Goalies mean Olympic gold...

...but injuries can mean Olympic bust


Henrik Lundqvist led Sweden to Olympic gold 2006 in Turin. Photo: Europhoto/Jukka Rautio

Imagine this is November 2009. Imagine, with the Olympics just around the corner, Canada’s executive director, Steve Yzerman, looking at the sky as his two best goalies – Martin Brodeur and Roberto Luongo – are out of action with reasonably long-term injuries. True, Canada has the depth to find replacements, but these injuries point to the great difficulty of winning Olympic gold. A great goalie can take his team to the top of the podium; an injury can have the opposite effect.

Indeed, any reasonable fan would agree that in any given tournament one of six countries can win the men’s event – Canada, Czech Republic, Finland, Russia, Sweden, and United States (Slovakia’s great stars from the 2002 World Championship gold have mostly retired or have passed their prime).

Each of these teams has a stud goalie, a goalie with experience, with NHL reputation, with plenty of ability. But take away that stud goalie, and what chances does the team have of winning in Vancouver just 15 months from now? Henrik Lundqvist is one of the top goalies in the NHL, with the New York Rangers, but if he were unable to play in the Olympics, would Tre Kronor be a realistic gold-medal contender?

Russia has plenty of offensive talent, but it wasn’t until Evgeni Nabokov showed up in Quebec City this past May that the team won World Championship gold, its first in 15 years. Finland is proud to have Miikka Kiprusoff in goal, but if “Kipper” goes down with the common groin injury, can Finland advance deep into the playoff round of competition? The Americans have a great duo in Ryan Miller and Rick DiPietro, but DiPietro right now is gone with a long-term injury, a potential heavy blow for the United States. Imagine the Czechs without Tomas Vokoun. Little chance for gold.
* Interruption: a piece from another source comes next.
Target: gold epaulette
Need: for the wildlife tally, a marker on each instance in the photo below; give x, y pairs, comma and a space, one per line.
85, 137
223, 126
The truth is, a general manager’s careful player selections for the Olympics can come undone with one post-to-post lunge by his goalie, one extra deep stretch, one dive to the far side of the net. The irony is that selecting the goalies is probably the easiest choice a GM will have to make in compiling his roster, after which he has to cross his fingers, clutch his rosary, and pray for the goalies’ good health until the closing ceremonies.

The importance of goaltending is magnified by the parity among the top nations, a parity that is made more obvious by NHL participation. Take the great Tretiak, for instance. Of course, he was a Hall of Fame goalie, but many Soviet victories could have been accomplished with a lesser netminder simply because the defence was so good and the scoring ability so overpowering.

Go back further to the days Canada ruled international hockey, starting in 1920 and carrying on through to 1953. How many great goalies did Canada have? It’s hard to say. When a team wins 33-0 and the goalie stands by the boards and talks to fans because he knows he won’t get a single shot on goal the whole game, his importance to the team is greatly diminished.

Now think to the NHL era of the Olympics. No one in his right mind would suggest the Czechs would have won Olympic gold in 1998 without Dominik Hasek. Four years later, a sub-par opening game from Curtis Joseph gave Brodeur the chance to take Canada to gold. And, four years later, Lundqvist played the tournament of his life for the Swedes while at the other end of the goal-medal game, Antero Niittymäki had three shutouts in six games to take Finland to a silver medal.

It might well be that a forward scores a dramatic overtime goal for Olympic gold in Vancouver, or a defenceman makes a great play to help his team to victory, but no team will win gold without a great goaltender. And the goalie’s greatest responsibility between now and February 2010 will not only be consistency or great play – it will be to stay healthy. Just ask Luongo, Brodeur, and DiPietro.